China's spectacular ascendance begins to reshape the world economy
The country has passed Japan to become the second-largest economy behind the US

David Barboza, NYT, Shanghai
The Observer, Sunday 22 August 2010
Article history


{A Chinese worker makes his way along a construction site in Suining, Sichuan province. Photograph: AFP/Getty Images}

After three decades of spectacular growth, China passed Japan in the second quarter to become the world's second-largest economy behind the US, according to government figures released on Monday.

The milestone, though anticipated, is the most striking evidence yet of China's ascendance and that the rest of the world will have to reckon with a new economic superpower.

The recognition came early on Monday, when Tokyo said that Japan's economy was valued at about $1.28 trillion in the second quarter, slightly below China's $1.33 trillion. Experts say unseating Japan — and in recent years passing Germany, France and Great Britain — underscores China's growing clout and bolsters forecasts that China will pass the US as the world's biggest economy as early as 2030. America's gross domestic product was about $14 trillion in 2009.

"This has enormous significance," said Nicholas Lardy, an economist at the Peterson Institute for International Economics. "It reconfirms what's been happening for the better part of a decade: China has been eclipsing Japan economically. For everyone in China's region, they're now the biggest trading partner rather than the US or Japan."

But while Japan's economy is mature and its population ageing, China is in the throes of urbanisation and is far from developed, analysts say, meaning it has a much lower standard of living, as well as a lot more room to grow. Just five years ago, China's GDP was about half of Japan's.

China's per capita income is more on a par with those of impoverished nations like Algeria, El Salvador and Albania – close to $3,600 – than that of the US, where it is about $46,000.

Yet there is little disputing that under the Communist party, China has begun to reshape the way the global economy functions by virtue of its growing dominance of trade, its huge hoard of foreign exchange reserves and US government debt and its voracious appetite for natural resources.

China is already a major driver of global growth. The country's leaders have grown more confident on the international stage and have begun to assert greater influence in Asia, Africa and Latin America, with things like special trade agreements and multibillion-dollar resource deals.

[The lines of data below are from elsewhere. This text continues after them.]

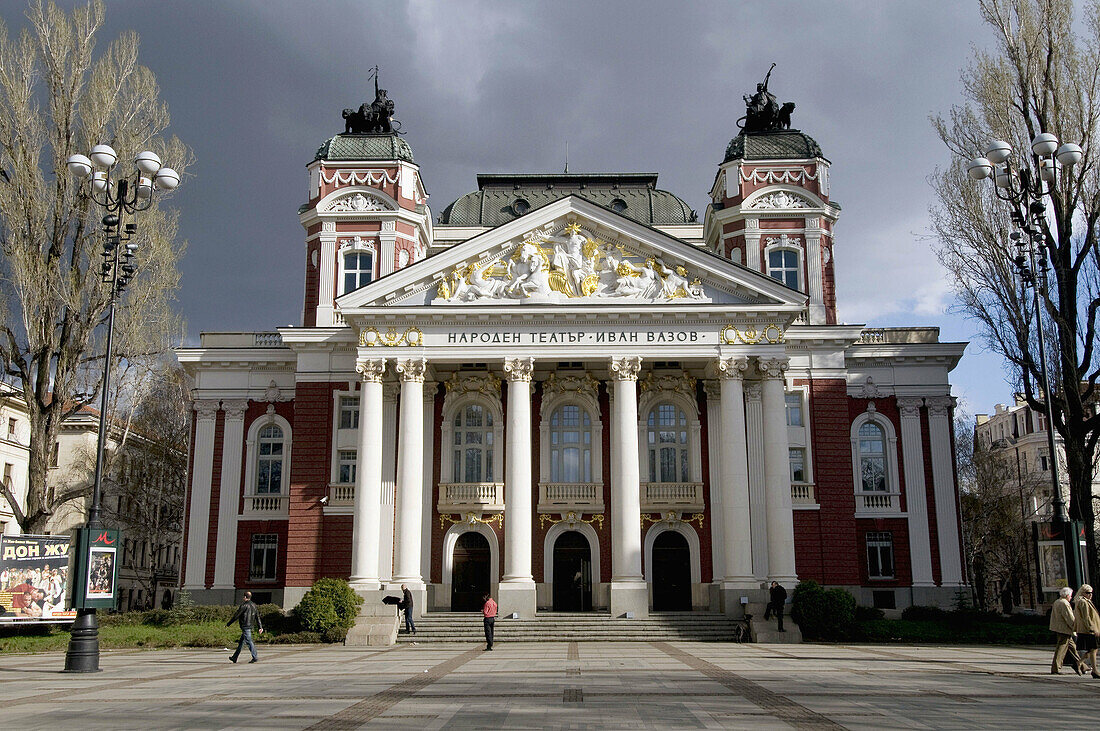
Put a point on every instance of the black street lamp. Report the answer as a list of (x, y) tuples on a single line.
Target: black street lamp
[(119, 197), (1023, 189)]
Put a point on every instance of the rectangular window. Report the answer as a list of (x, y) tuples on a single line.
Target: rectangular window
[(349, 412), (880, 555), (264, 552), (347, 466), (798, 465), (793, 409)]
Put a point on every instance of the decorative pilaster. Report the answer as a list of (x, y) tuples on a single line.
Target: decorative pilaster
[(944, 486), (198, 517), (366, 522), (629, 593), (780, 518), (229, 496), (916, 504)]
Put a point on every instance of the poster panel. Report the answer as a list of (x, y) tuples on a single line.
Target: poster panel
[(34, 578)]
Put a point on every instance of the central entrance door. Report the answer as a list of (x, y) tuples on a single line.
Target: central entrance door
[(572, 573), (470, 572), (671, 573)]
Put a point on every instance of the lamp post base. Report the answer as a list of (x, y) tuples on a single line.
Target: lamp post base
[(83, 653)]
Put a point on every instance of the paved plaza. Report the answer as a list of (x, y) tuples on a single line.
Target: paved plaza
[(553, 685)]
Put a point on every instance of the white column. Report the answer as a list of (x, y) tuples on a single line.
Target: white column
[(198, 516), (943, 483), (758, 507), (409, 476), (916, 504), (517, 587), (735, 484), (629, 591), (366, 523), (229, 496), (777, 465)]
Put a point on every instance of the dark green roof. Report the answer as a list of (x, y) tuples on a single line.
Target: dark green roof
[(790, 144), (502, 198), (365, 146)]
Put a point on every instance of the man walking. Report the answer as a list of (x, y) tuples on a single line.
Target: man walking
[(1062, 624), (490, 611), (248, 617), (777, 599)]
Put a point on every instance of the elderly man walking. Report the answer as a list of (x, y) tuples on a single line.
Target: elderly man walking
[(1063, 624)]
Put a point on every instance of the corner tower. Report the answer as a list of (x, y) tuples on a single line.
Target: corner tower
[(770, 207), (367, 213)]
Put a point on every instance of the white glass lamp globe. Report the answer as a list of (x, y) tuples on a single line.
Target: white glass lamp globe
[(103, 156), (166, 179), (998, 152), (1044, 144), (979, 168), (147, 163), (1069, 154)]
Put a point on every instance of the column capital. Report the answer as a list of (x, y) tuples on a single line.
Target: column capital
[(235, 408), (371, 369), (734, 367), (413, 369), (206, 408), (626, 368), (519, 369), (772, 367), (910, 408)]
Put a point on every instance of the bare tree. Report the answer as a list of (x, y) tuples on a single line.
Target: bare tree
[(1041, 76), (58, 98)]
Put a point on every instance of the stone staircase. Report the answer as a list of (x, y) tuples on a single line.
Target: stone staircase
[(586, 627)]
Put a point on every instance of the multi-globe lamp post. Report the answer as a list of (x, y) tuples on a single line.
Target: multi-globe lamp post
[(1024, 189), (119, 196)]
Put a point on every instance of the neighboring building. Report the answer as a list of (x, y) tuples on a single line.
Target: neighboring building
[(570, 392)]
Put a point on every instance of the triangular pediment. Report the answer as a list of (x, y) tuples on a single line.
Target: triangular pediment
[(573, 253)]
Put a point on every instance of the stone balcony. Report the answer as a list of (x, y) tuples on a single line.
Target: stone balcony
[(660, 497), (571, 497)]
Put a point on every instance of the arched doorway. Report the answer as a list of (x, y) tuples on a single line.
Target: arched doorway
[(572, 573), (671, 573), (470, 574)]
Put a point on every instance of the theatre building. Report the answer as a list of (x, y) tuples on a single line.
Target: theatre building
[(567, 391)]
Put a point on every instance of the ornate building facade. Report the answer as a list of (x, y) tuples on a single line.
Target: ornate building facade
[(569, 392)]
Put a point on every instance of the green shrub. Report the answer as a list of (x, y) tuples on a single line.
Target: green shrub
[(329, 606), (823, 613)]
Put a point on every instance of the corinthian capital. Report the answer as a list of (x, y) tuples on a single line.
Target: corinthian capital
[(413, 369), (371, 369), (519, 369), (772, 367), (626, 368), (733, 367)]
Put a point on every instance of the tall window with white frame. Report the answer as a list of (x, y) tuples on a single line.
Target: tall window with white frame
[(570, 444), (667, 442), (359, 270), (270, 461), (473, 444), (880, 555)]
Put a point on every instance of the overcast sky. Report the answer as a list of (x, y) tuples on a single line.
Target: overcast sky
[(254, 88)]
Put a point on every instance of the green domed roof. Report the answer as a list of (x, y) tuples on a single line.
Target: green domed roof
[(503, 198), (789, 144), (365, 146)]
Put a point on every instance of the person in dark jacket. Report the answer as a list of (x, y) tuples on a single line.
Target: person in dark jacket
[(248, 617), (776, 601)]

"They're exerting a lot of influence on the global economy and becoming dominant in Asia," said Eswar Prasad, a professor of trade policy at Cornell and former head of the International Monetary Fund's China division. "A lot of other economies in the region are essentially riding on China's coattails, and this is remarkable for an economy with a low per capita income."

Beijing is also beginning to shape global dialogues on a range of issues, analysts said. Last year it asserted that the dollar must be phased out as the world's primary reserve currency.

"This is just the beginning," said Wang Tao, an economist at UBS in Beijing. "China is still a developing country. So it has a lot of room to grow. And China has the biggest impact on commodity prices – in Russia, India, Australia and Latin America."

There are huge challenges ahead, though. Economists say China is too heavily dependent on exports and investment and needs to encourage greater domestic consumption — something it has struggled to do.

Global companies are making a more aggressive push into the country, in some cases moving research and development centres there.

Some analysts say that while China is eager to assert itself as a financial and economic power – and to push its state companies to "go global" – it is reluctant to play a greater role in the debate over climate change or how to slow the growth of greenhouse gases.

China passed the US in 2006 to become the world's largest emitter of greenhouse gases, which scientists link to global warming. But China also has an ambitious programme to cut the energy it uses for each unit of economic output by 20% by the end of 2010, compared to 2006.

Assessing what China's new clout means is complicated. While the country is still poor per capita, it has an authoritarian government capable of taking decisive action – to stimulate the economy, build new projects and invest in specific industries.

That, Lardy at the Peterson Institute said, gives the country unusual power. "China is already the primary determiner of the price of virtually every major commodity," he said. "And the Chinese government can be much more decisive in allocating resources in a way that other governments of this level of per capita income cannot."